A higher number of CKDu subjects reported pesticide use. The numbers of residents who were involved in pesticide use were n = 12/53 in CKDu and n = 7/55 in CKD, Table 1; subjects involved in pesticide use either performed mixing or spraying or both for a median (with 25-75 quartiles) of 18 (11.25-25) years in CKDu and 20 (12-25) years in CKD subjects (p>.05). There was no pesticide user in healthy controls. However, exact days per year during which residents were involved in mixing or spraying or both were not reported by the pesticide users.

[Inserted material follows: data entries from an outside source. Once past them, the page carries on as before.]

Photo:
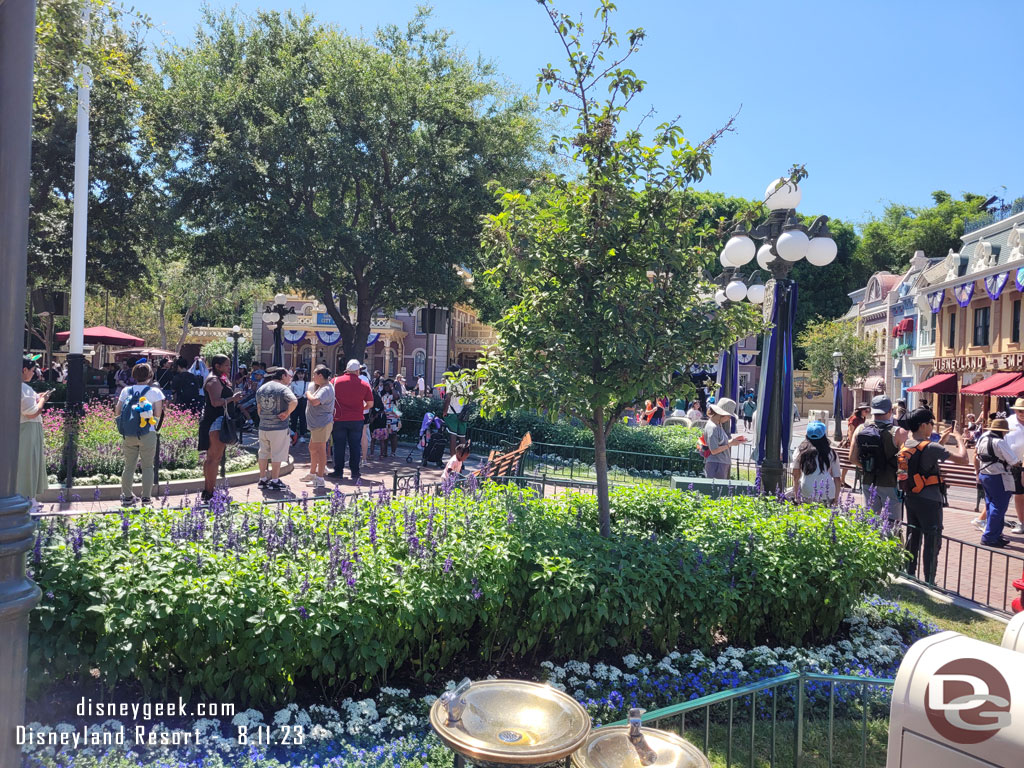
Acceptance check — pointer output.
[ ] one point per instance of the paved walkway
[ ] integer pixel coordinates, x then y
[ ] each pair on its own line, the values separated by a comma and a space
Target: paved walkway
980, 573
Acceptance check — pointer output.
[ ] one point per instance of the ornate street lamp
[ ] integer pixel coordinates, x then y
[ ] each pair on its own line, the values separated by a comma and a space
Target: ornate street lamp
784, 241
838, 396
274, 315
233, 335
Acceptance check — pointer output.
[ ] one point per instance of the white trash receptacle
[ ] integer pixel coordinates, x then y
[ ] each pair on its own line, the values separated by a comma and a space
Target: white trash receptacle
957, 702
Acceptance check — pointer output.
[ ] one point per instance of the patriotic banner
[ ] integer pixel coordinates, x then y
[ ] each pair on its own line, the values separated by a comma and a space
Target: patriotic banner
994, 285
964, 294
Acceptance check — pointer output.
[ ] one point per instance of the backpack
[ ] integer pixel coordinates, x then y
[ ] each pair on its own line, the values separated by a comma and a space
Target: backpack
876, 449
908, 475
135, 419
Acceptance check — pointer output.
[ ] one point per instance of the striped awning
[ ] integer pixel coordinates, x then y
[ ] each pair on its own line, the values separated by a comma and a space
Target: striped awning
942, 384
995, 381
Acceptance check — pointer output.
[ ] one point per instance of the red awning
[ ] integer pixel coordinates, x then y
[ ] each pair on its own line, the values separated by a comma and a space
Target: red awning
942, 384
995, 381
104, 335
1013, 389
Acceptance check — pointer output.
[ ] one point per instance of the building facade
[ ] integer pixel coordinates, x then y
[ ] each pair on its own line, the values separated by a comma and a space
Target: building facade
397, 344
975, 296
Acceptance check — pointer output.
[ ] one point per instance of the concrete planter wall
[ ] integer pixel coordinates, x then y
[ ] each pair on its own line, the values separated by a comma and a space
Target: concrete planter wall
175, 487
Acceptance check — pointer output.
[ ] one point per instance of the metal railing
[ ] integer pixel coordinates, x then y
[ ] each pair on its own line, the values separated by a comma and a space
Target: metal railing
805, 719
979, 573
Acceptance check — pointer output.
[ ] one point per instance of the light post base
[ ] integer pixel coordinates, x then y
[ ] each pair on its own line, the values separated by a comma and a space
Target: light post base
18, 595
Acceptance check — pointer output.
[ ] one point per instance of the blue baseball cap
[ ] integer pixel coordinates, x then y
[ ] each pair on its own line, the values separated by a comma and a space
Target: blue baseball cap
815, 430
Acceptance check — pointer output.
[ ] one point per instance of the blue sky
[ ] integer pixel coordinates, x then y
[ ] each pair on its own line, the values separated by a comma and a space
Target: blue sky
881, 100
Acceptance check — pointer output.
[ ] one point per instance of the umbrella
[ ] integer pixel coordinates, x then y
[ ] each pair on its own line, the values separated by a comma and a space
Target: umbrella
103, 335
146, 352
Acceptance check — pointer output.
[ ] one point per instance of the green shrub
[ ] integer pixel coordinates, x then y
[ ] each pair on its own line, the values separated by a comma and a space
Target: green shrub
674, 440
258, 605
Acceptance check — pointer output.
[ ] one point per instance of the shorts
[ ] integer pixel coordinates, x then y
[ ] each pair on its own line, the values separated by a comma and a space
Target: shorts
455, 426
321, 434
273, 444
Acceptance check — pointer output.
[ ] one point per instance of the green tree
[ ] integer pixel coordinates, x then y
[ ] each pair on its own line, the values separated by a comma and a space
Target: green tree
225, 346
351, 170
122, 224
889, 242
823, 337
600, 272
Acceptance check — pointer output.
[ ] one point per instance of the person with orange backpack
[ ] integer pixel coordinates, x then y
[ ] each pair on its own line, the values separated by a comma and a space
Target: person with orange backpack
921, 481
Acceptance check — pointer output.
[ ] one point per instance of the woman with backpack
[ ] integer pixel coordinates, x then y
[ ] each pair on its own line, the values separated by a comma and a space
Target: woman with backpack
137, 412
993, 460
717, 443
218, 397
921, 480
815, 467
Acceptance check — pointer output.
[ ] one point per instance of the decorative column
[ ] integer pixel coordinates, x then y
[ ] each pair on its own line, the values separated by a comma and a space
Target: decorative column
18, 594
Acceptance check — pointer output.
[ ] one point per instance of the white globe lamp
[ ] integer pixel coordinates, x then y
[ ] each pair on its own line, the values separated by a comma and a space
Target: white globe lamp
821, 251
738, 251
735, 291
781, 195
792, 245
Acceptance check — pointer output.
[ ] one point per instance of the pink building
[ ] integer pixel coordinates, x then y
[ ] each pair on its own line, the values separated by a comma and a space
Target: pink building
397, 344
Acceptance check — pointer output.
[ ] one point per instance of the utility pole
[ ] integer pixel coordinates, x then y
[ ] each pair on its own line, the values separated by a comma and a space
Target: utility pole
18, 595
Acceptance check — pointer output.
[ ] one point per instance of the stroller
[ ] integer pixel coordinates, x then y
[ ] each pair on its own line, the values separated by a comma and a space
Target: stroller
433, 440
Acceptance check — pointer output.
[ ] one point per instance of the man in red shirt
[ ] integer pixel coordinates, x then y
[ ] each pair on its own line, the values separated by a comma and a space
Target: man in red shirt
351, 397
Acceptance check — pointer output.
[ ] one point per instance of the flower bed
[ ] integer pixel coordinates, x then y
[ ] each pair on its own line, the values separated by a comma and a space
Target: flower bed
100, 460
674, 440
390, 728
261, 606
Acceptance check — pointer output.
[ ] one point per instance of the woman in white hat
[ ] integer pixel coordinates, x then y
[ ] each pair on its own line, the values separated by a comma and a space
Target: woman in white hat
719, 444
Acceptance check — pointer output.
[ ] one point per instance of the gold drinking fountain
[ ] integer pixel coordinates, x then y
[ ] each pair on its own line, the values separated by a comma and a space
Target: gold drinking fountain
518, 724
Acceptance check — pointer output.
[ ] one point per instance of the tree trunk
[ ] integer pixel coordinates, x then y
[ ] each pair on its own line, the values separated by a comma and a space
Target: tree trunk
163, 322
184, 329
601, 468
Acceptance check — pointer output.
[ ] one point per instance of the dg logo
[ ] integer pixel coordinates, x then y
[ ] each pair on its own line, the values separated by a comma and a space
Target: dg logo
968, 701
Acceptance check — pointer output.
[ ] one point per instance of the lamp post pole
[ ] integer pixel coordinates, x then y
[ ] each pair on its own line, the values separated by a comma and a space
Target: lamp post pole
838, 404
274, 315
235, 334
18, 594
784, 242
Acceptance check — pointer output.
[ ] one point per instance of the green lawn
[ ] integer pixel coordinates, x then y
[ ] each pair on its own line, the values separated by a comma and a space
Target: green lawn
946, 615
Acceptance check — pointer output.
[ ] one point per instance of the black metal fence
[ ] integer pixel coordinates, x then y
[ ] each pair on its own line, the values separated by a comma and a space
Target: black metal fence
974, 571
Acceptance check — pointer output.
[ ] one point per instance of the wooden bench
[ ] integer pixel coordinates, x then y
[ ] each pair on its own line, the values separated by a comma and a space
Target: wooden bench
508, 464
957, 475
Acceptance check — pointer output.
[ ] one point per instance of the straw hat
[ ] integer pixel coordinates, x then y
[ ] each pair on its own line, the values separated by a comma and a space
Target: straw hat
727, 407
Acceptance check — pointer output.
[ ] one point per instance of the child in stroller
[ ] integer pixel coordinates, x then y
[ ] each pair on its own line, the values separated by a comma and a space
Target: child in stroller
433, 435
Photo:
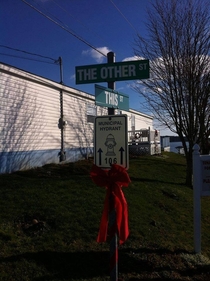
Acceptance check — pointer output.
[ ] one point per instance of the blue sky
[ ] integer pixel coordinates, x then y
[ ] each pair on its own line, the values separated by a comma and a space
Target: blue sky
110, 25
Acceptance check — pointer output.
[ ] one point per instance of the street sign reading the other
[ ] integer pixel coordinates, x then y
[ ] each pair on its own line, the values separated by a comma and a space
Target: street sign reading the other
111, 141
109, 72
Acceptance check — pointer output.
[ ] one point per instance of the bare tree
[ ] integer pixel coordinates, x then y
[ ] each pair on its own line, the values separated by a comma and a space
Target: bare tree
178, 91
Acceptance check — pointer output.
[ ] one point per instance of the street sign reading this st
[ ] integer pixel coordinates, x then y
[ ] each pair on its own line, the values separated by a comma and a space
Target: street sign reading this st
108, 72
110, 98
111, 144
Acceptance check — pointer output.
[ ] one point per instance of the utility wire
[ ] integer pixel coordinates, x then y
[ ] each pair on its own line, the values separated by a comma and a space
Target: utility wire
10, 48
63, 27
14, 56
123, 16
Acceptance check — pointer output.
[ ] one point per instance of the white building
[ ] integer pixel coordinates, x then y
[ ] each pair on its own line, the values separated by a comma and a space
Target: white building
45, 122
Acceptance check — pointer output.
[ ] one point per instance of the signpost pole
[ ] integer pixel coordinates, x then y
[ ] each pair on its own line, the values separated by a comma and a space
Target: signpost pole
111, 85
197, 198
112, 210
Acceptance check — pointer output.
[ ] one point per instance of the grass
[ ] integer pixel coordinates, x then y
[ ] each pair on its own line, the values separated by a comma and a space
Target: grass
50, 216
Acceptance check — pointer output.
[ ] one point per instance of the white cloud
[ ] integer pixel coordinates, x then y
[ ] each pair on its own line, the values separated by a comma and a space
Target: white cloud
133, 58
96, 55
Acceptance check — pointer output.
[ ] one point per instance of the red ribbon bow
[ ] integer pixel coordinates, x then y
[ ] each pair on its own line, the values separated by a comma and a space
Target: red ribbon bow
113, 180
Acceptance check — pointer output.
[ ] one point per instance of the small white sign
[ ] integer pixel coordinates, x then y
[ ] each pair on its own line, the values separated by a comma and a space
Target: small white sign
111, 141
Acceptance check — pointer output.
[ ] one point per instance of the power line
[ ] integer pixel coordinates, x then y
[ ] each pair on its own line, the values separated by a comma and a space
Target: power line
14, 56
65, 28
26, 52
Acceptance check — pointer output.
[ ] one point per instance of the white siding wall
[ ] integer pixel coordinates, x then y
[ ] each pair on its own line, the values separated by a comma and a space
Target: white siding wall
29, 117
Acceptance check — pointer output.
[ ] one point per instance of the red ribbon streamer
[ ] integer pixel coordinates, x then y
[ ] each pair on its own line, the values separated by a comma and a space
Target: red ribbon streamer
113, 179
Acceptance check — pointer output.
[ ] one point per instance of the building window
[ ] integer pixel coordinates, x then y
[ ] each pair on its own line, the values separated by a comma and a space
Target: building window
91, 113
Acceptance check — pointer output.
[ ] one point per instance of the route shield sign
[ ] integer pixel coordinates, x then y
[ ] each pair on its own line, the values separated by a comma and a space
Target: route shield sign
111, 141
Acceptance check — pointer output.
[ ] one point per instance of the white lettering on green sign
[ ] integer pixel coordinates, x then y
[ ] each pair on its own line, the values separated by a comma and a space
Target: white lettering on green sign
128, 70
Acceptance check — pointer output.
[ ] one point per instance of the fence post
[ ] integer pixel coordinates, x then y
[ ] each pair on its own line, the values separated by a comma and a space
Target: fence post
197, 198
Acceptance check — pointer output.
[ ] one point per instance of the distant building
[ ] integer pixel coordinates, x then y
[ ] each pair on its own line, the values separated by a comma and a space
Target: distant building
45, 122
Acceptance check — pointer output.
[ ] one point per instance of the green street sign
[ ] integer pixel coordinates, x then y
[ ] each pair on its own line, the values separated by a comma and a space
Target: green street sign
111, 72
110, 98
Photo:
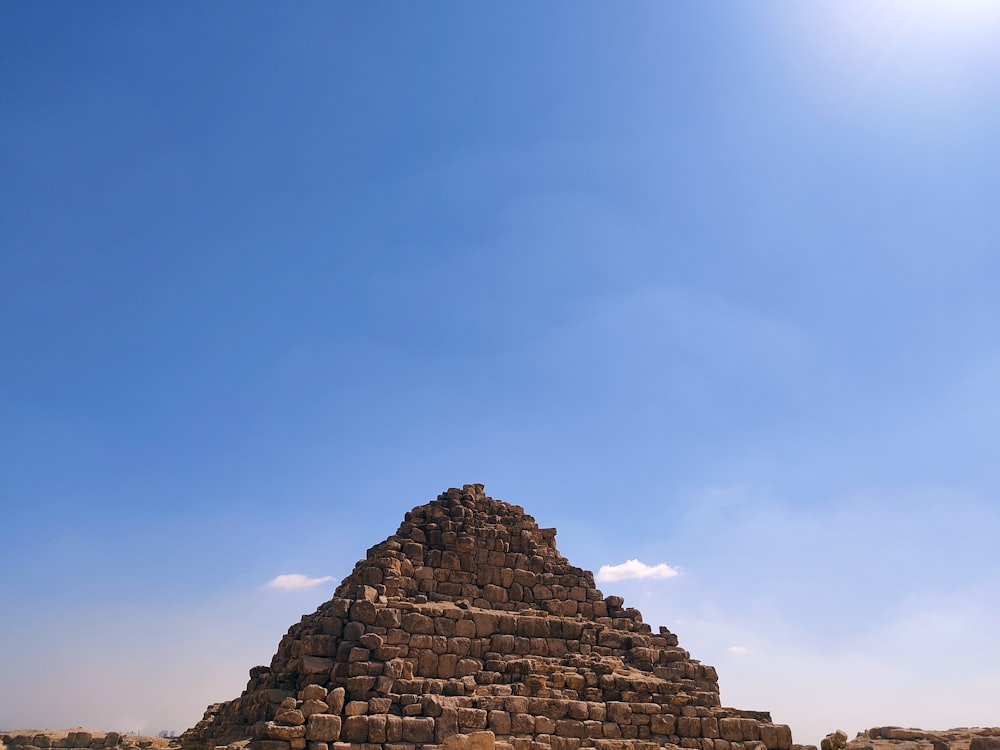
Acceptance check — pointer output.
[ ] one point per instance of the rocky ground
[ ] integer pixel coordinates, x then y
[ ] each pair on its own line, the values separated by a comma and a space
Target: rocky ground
899, 738
876, 738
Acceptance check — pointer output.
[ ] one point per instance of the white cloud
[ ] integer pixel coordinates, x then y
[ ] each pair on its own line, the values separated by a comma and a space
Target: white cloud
296, 581
635, 569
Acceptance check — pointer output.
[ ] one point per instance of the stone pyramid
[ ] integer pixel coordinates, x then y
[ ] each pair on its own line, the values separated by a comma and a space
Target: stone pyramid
467, 630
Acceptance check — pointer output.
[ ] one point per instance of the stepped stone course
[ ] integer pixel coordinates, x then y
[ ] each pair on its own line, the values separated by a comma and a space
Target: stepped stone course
467, 630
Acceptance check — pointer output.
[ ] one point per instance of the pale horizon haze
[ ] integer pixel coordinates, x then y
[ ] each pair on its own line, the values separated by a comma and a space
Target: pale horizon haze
710, 287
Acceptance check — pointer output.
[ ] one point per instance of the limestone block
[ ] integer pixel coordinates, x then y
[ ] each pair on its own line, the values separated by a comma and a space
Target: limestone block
323, 727
291, 716
710, 728
393, 728
731, 729
499, 722
418, 729
569, 728
313, 692
313, 706
521, 723
270, 745
276, 731
472, 718
414, 622
446, 724
354, 729
688, 726
482, 741
377, 729
335, 699
544, 725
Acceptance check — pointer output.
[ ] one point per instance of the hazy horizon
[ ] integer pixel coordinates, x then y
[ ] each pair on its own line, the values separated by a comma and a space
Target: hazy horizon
708, 287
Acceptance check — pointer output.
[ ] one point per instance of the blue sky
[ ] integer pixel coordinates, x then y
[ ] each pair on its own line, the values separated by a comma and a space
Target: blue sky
709, 285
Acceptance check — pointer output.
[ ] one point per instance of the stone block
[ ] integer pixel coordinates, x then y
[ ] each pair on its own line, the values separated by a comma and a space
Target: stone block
731, 729
290, 716
313, 692
355, 729
276, 731
418, 729
323, 727
313, 706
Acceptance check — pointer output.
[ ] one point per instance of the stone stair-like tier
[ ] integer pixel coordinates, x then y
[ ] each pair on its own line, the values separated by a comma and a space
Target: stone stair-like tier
467, 629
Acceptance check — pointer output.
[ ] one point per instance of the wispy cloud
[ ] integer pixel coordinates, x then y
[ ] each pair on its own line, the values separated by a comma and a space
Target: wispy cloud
635, 569
296, 581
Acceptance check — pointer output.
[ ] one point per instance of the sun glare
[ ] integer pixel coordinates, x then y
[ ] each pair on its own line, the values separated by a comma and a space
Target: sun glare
925, 45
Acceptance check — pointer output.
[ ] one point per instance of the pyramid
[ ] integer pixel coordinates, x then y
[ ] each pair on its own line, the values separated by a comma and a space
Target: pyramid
467, 630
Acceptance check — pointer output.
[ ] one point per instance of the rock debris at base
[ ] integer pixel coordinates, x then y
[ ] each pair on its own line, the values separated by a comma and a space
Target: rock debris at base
467, 630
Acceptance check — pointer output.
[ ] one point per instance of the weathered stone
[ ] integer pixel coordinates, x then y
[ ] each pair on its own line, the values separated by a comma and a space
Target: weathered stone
291, 716
467, 625
418, 729
276, 731
323, 727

Subjects with CKDu and CKD had significantly higher heat exposure. Based on annual average temperature (28.710C) and relative humidity (58%) of Madhya Pradesh, a heat stress index of 29.46 is found. Significantly more subjects with CKD and CKDu were associated with occupations like farming and manual labor [Table 1]. Blood pressures were significantly higher in CKD subjects than in CKDu and healthy subjects. Both ACR and PCR were also significantly different between CKD and CKDu. The eGFR was not significantly different between the CKD and CKDu subjects. Only subjects with nonmissing data were included for the final analysis.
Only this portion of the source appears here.